Setelah menyeret Alvaro keluar kamar Cecilia, Saira melepas pegangannya dengan gugup. “Maaf,” ujarnya.
Lelaki dihadapannya ini hanya menatap tajam, tanpa mengeluarkan sepatatah katapun.
Saira menunduk, merasa terintimidasi. “Mengenai panggilan Mama itu, aku cuma—“
“Kamu cuma seseorang yang akan menjaga dan mengawasinya. Kenapa harus sampai dipanggali Mama, itu terlalu berlebihan Saira. Kamu bukan Mamanya, dan dia harus mengerti itu.” Potong Alvaro yang berhasil menyadarkan Saira.
Untuk sejenak Saira terlena dan bahagia dengan pendekatannya bersama Cecilia. Ia juga terlalu menikmati panggilan Mama tanpa memikirkan dampak pada Alvaro seperti apa. Terlebih, Lelaki itu memiliki prinsip sendiri dalam membesarkan anaknya.
“Iya aku tahu. Tapi dia sangat membutuhkan sosok tersebut. Dia membutuhkan Mamanya, Al. Dia kesepian.”

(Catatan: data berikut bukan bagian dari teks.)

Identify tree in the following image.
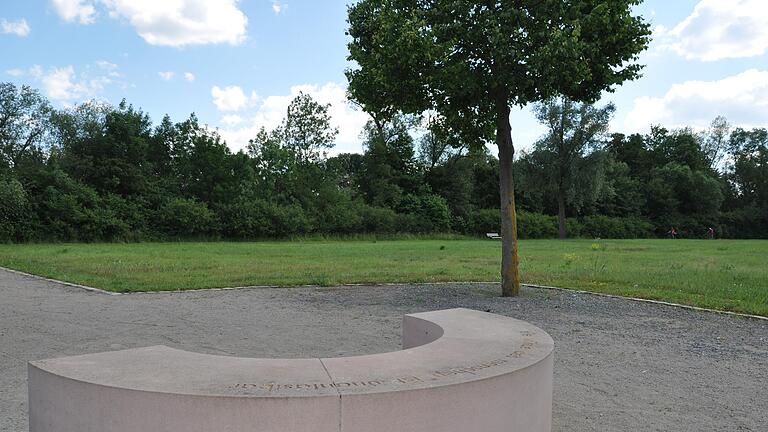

“Siapa yang bilang dia kesepian? Dia baik-baik saja, Saira. Lihatlah, dia sehat. Dia bisa bicara dengan normal. Dia bebas bermain sepuasnya dan dapat perhatian dari Omanya juga. Letak kesepiannya dimana?”
“Kamu gak akan ngerti, Al. Kita gak pernah benar-benar tahu gimana perasaannya.”
“Perasaannya baik-baik saja, Saira. Aku lebih mengetahui dia, daripada kamu.”
Saira tidak berani mendebat kembali, karena lagi-lagi ia sadar akan posisinya. Mau sebenar apapun cara pandang dia, akan tetap salah dimata Ayah Cecilia sendiri. Dari segi apapun Alvaro yang lebih berhak mengatur anaknya.
“Aku gak mau tahu, gimanapun caranya kamu harus menjelaskan yang sebenarnya pada Lia. Dan jangan sampai kedepannya dia tetap memanggilmu Mama.”
Dengan sangat berat hati, Saira mengangguki.
“Kuharap kamu tidak berpikir berlebihan. Ingat, pernikahan kita nanti bukan untuk membahagiakan Cecilia ataupun memberikan seorang Mama untuknya. Tapi untuk membuat Anwar bertanggung jawab. Kamu masih muda Sa, perjalananmu juga masih panjang. Akan sangat merugikan jika hanya terpokus pada apa yang bukan urusanmu, Cecilia itu sepenuhnya tanggung jawabku.” ternyata Lelaki itu masih belum berhenti menyadarkan Saira.
“Iya. Aku mengerti. Kalau begitu aku pulang dulu.” Tanpa menunggu jawaban Alvaro, Saira buru-buru berbalik. Buru-buru ia menyembunyikan air matanya yang nyaris jatuh.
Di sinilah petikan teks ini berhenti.